Donald Pretari said...

I'm trying to understand the logic of this. You have a Govt Program meant to incentivize loans to people who aren't able to get them. The incentive comes in the form of a subsidy or guarantee. That is an explicit govt program with explicit risks. People might not agree with it, but that's the program.

How, then, does it make sense for a lender to act as if it has a subsidy or guarantee, when it doesn't? And if the program is intended to get loans to people that the private sector isn't lending to, who are these private sector lenders lending to?

What am I missing?

Don the libertarian Democrat

Patrick R. Sullivan said...

Don, banks were lending to people who met traditional criteria for being able to repay those loans. The govt. got the bright idea that that was secret racial discrimination, so they mandated that lenders loosen their standards.

It wasn't subsidies, it was threats; do it our way, or else.

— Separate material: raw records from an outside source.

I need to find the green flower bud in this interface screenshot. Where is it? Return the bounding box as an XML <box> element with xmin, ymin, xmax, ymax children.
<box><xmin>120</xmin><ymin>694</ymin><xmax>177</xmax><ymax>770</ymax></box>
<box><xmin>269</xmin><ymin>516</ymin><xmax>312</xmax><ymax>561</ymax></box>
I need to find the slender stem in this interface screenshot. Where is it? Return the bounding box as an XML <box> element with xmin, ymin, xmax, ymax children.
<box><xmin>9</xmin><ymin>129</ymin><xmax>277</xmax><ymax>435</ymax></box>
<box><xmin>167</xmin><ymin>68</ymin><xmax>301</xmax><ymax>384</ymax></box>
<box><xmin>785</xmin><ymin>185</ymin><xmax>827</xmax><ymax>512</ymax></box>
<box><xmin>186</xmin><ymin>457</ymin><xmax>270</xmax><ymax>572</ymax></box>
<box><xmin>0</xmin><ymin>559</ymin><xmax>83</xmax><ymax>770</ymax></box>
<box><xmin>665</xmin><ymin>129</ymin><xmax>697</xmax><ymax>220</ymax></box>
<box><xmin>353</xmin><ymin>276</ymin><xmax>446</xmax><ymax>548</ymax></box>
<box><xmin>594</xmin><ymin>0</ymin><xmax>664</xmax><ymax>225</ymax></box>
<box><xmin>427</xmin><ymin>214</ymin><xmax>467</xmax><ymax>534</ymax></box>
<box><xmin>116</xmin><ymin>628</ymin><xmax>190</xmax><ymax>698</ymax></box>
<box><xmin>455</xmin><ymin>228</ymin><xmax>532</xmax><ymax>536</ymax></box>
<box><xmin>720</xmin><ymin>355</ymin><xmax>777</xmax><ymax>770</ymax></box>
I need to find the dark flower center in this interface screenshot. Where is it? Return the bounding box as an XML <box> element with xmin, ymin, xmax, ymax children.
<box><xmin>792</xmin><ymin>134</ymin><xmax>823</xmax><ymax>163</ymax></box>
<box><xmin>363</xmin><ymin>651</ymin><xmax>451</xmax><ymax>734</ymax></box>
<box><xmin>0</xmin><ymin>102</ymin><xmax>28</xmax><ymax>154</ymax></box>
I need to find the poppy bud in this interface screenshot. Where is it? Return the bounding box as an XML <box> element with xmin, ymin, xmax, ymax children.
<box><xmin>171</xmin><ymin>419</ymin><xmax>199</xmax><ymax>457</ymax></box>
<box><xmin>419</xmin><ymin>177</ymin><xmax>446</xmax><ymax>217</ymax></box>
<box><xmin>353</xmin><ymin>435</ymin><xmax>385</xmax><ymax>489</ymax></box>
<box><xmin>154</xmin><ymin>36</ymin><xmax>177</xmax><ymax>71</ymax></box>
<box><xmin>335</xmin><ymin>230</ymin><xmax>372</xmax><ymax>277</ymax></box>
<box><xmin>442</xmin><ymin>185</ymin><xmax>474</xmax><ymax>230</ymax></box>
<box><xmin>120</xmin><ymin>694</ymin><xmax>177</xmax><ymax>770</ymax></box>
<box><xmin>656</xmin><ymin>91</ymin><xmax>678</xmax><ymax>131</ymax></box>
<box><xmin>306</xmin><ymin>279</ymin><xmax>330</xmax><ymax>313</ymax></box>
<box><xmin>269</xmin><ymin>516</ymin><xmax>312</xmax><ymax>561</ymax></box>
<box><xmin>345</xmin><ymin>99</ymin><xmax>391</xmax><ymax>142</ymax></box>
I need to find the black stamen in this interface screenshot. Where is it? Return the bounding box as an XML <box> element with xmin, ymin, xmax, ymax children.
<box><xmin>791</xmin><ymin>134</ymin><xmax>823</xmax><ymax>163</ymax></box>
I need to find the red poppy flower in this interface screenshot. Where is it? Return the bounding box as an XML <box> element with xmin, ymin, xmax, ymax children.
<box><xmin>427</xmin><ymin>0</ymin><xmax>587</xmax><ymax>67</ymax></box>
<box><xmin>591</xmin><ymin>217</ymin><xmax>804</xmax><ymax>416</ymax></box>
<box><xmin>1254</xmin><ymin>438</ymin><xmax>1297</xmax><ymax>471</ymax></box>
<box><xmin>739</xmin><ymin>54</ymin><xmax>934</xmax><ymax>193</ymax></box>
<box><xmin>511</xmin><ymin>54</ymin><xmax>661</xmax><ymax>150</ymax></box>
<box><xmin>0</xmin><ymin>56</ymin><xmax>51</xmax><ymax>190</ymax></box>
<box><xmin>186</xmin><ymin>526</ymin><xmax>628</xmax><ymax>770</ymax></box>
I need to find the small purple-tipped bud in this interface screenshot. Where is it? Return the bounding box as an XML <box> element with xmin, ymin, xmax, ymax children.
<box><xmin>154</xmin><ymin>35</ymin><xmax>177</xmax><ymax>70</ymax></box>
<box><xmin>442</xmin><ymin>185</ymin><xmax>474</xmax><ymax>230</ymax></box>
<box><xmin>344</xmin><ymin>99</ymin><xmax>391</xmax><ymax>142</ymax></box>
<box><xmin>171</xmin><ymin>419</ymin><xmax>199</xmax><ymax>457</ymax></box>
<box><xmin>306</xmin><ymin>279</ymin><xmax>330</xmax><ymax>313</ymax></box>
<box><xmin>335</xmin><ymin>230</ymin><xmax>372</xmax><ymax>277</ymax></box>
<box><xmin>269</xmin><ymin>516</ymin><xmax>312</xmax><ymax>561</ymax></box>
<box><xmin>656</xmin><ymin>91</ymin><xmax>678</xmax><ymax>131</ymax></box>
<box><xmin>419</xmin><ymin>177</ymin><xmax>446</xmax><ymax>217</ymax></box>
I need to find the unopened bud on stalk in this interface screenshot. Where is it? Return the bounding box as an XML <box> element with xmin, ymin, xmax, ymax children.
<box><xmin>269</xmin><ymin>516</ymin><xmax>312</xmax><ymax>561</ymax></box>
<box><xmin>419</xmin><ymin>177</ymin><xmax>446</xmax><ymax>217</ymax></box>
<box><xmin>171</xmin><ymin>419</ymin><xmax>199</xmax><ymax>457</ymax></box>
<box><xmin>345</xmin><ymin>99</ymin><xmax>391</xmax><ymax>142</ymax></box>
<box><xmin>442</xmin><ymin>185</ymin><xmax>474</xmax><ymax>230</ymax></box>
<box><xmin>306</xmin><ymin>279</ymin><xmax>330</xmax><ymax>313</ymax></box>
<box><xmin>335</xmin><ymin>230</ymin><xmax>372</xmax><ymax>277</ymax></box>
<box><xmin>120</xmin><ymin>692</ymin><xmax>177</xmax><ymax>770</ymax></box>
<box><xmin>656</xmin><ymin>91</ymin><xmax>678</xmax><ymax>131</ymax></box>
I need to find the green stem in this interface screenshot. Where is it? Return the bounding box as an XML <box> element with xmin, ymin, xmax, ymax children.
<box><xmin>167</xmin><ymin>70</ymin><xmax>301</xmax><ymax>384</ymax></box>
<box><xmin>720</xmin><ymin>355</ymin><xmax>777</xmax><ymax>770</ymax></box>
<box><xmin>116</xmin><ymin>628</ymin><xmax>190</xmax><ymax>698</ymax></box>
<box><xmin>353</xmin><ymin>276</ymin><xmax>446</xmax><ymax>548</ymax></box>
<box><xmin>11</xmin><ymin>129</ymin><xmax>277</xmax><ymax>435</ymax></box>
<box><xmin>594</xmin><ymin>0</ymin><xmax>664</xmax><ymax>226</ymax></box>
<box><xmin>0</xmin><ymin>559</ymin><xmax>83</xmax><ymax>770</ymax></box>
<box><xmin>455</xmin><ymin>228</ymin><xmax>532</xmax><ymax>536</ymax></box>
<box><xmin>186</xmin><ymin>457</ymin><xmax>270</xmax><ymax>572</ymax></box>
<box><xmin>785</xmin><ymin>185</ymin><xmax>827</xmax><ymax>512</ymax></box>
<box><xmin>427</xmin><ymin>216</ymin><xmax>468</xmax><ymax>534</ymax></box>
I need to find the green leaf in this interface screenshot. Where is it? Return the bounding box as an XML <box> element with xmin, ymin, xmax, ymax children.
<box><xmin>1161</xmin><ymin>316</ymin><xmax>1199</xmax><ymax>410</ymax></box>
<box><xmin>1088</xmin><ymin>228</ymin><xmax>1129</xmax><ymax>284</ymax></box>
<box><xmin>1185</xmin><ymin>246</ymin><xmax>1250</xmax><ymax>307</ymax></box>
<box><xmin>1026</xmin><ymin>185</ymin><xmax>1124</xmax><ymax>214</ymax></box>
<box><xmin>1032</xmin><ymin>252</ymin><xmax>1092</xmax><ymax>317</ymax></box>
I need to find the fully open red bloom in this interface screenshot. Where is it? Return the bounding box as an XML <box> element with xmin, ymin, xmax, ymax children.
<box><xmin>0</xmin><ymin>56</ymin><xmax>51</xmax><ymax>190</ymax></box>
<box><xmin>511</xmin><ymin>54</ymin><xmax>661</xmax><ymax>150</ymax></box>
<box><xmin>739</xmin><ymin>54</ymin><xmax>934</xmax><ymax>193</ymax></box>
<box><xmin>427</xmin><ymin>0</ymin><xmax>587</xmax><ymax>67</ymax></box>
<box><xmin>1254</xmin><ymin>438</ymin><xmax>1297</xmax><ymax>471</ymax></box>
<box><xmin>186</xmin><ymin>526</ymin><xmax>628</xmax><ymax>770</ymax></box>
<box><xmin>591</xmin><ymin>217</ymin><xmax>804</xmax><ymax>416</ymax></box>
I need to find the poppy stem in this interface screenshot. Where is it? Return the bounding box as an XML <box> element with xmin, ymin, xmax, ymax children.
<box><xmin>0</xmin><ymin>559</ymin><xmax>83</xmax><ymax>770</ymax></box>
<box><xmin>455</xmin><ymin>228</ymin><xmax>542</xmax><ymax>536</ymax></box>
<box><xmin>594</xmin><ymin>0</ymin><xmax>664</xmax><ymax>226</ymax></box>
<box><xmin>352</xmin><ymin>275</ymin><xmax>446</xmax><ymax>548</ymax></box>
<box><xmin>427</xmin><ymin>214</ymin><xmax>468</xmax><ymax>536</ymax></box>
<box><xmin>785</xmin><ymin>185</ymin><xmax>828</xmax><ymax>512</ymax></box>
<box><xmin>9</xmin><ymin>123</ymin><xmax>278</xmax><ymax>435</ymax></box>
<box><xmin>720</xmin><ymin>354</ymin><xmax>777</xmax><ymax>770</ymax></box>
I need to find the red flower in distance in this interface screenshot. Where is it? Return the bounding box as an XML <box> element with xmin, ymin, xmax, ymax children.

discount mortgage leads said...

I actually loved WAMU they were the only bank that seemed to respect their customers/investors imo

I remember they had a personal banker that gave me a nice deal on some discount mortgage leads he later helped me with optimizing my business

asian floor lamps said...

I miss wamu chase just doesn't cut it for me i've changed over to a credit union myself

Anonymous said...

Pat: It was greed and a desire for rapid growth, not fear of government that made WAMU take these risks. Before the collapse sup-prime mortgages were the most profitable segment of the market. If you wanted to aggresively grow your business, it was a lot easier targeting the "growth market" in sub-prime rather than take market share from competitors.
To say it was the government shoving it down their throat is disingenuous, as the vast majority of banks were able to satisfy CRA without imperiling their balance sheet.